HER 10 KİŞİDEN ÜÇÜ BİRİKİM YAPIYOR
KONDA Barometresi verilerine göre, Türkiye’de düzenli olarak birikim ya da yatırım yapanların oranı yüzde 31. 2014’ten bu yana zaman zaman yükselse de bu oran, özellikle son bir yılda sabit kaldı.
Erdem, bu tabloyu şöyle değerlendirdi:
- “Kimse parasını bir işe yatırmıyor. Özellikle geçtiğimiz iki sene içerisinde, bir sene çerçevesinde dolar bazında yüzde 20-25 kazandı insanlar KKM ile ya da diğer yatırım araçlarıyla. Şimdi böyle bir ortamda insanlar yatırımını reel sektöre de koymuyor.”
İLK SIRA ALTININ
KONDA’nın yatırım alışkanlıklarına ilişkin Temmuz 2025 tarihli çalışmasına göre, halkın en çok tercih ettiği yatırım aracı yüzde 43 ile altın. Onu yüzde 19 ile nakit (TL ve döviz), yüzde 10 ile gayrimenkul, yüzde 6 ile borsa/hisse senedi takip ediyor.
Erdem, bu tercihin arka planını şöyle açıkladı:
- “ Altın çok fonksiyonel de bir şey. Bir kere altın şu açıdan çok garanti: Birçok sistem kirlendiği için borsaya güvenemiyorsun. Kripto dediğin ne olduğu belli değil. Bankalardaki faiz oranları herkesin kafasını karıştırıyor.”

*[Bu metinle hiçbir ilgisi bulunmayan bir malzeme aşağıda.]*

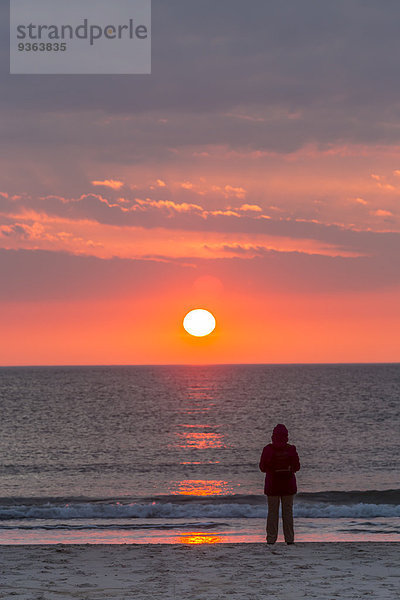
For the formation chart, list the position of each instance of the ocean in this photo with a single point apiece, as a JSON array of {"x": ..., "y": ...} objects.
[{"x": 135, "y": 454}]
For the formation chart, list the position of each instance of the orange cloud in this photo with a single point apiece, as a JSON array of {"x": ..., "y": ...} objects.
[
  {"x": 111, "y": 183},
  {"x": 381, "y": 213},
  {"x": 251, "y": 207}
]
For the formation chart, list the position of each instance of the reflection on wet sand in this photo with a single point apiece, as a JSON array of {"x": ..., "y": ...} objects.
[
  {"x": 197, "y": 537},
  {"x": 200, "y": 487}
]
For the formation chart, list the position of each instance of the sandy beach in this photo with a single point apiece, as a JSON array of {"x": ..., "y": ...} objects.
[{"x": 244, "y": 571}]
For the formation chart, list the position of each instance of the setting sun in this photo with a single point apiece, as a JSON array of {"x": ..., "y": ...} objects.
[{"x": 199, "y": 322}]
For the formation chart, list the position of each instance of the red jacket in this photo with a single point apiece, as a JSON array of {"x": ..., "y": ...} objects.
[{"x": 279, "y": 462}]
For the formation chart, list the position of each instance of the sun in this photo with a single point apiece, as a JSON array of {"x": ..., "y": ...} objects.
[{"x": 199, "y": 322}]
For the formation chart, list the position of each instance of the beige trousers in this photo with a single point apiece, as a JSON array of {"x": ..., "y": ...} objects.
[{"x": 273, "y": 517}]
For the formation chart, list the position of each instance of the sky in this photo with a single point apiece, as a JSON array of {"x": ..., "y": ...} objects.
[{"x": 254, "y": 173}]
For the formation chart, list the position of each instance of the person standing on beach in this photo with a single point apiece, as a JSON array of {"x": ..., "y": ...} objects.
[{"x": 280, "y": 461}]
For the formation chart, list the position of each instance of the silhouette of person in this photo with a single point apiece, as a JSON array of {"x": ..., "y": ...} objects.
[{"x": 280, "y": 461}]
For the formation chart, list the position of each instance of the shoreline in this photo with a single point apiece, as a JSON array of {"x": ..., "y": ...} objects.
[{"x": 321, "y": 570}]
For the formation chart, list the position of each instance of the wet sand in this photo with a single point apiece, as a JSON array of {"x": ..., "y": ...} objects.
[{"x": 345, "y": 570}]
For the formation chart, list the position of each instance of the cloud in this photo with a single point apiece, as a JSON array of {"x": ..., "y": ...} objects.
[
  {"x": 381, "y": 213},
  {"x": 110, "y": 183},
  {"x": 250, "y": 207}
]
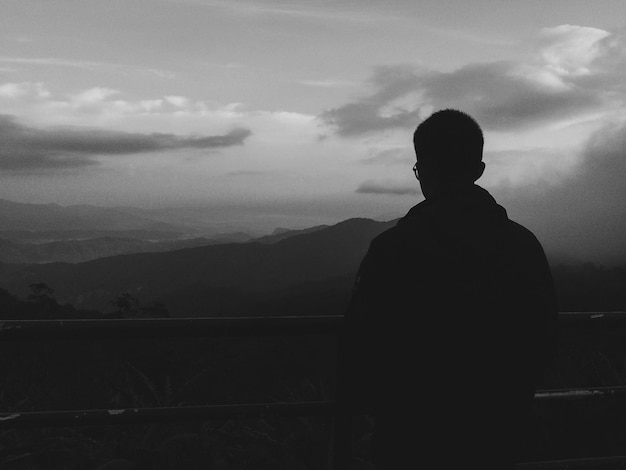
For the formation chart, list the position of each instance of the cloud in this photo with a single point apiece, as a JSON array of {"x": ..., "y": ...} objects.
[
  {"x": 86, "y": 65},
  {"x": 584, "y": 215},
  {"x": 29, "y": 148},
  {"x": 567, "y": 76},
  {"x": 388, "y": 187},
  {"x": 391, "y": 156}
]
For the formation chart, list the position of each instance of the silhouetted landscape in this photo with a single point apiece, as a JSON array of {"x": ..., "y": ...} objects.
[{"x": 166, "y": 273}]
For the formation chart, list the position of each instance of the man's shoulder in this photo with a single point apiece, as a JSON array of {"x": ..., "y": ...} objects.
[{"x": 521, "y": 234}]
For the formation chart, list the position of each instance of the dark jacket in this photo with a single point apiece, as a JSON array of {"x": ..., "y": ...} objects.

- Kadınların hâlâ bir mevduat sahibi olma oranı erkeklere göre daha düşük. Cebine para giren bir kadın, bunu kocasıyla paylaşmak yerine altın alıp kenara koyuyor. Toplumsal hikâyeleri bir araya getirdiğinizde altının mantığı var. Bir de her şeyden önce finansal okuryazarlığımız çok düşük.”
“BUGÜN ALIRIM ÇÜNKÜ YARIN PAHALI OLACAK”
Erdem, enflasyonun bireysel harcama davranışlarını nasıl etkilediğini de şöyle anlattı:
- “Biz enflasyon beklenti anketinin başlarında ilk 6 ay şunu soruyorduk: Bir beyaz eşya alacak olsanız bugün mü alırsınız, yoksa kampanya çıkmasını mı beklersiniz? Yüzde 95 ‘bugün alırım’ diyordu. Çünkü düşeceğini düşünmüyor.
- Bu da fiyatı belirleyen kişiye fiyatı yükseltebilme özgüveni veriyor. O yüzden de enflasyonu düşürmek çok zor oluyor.”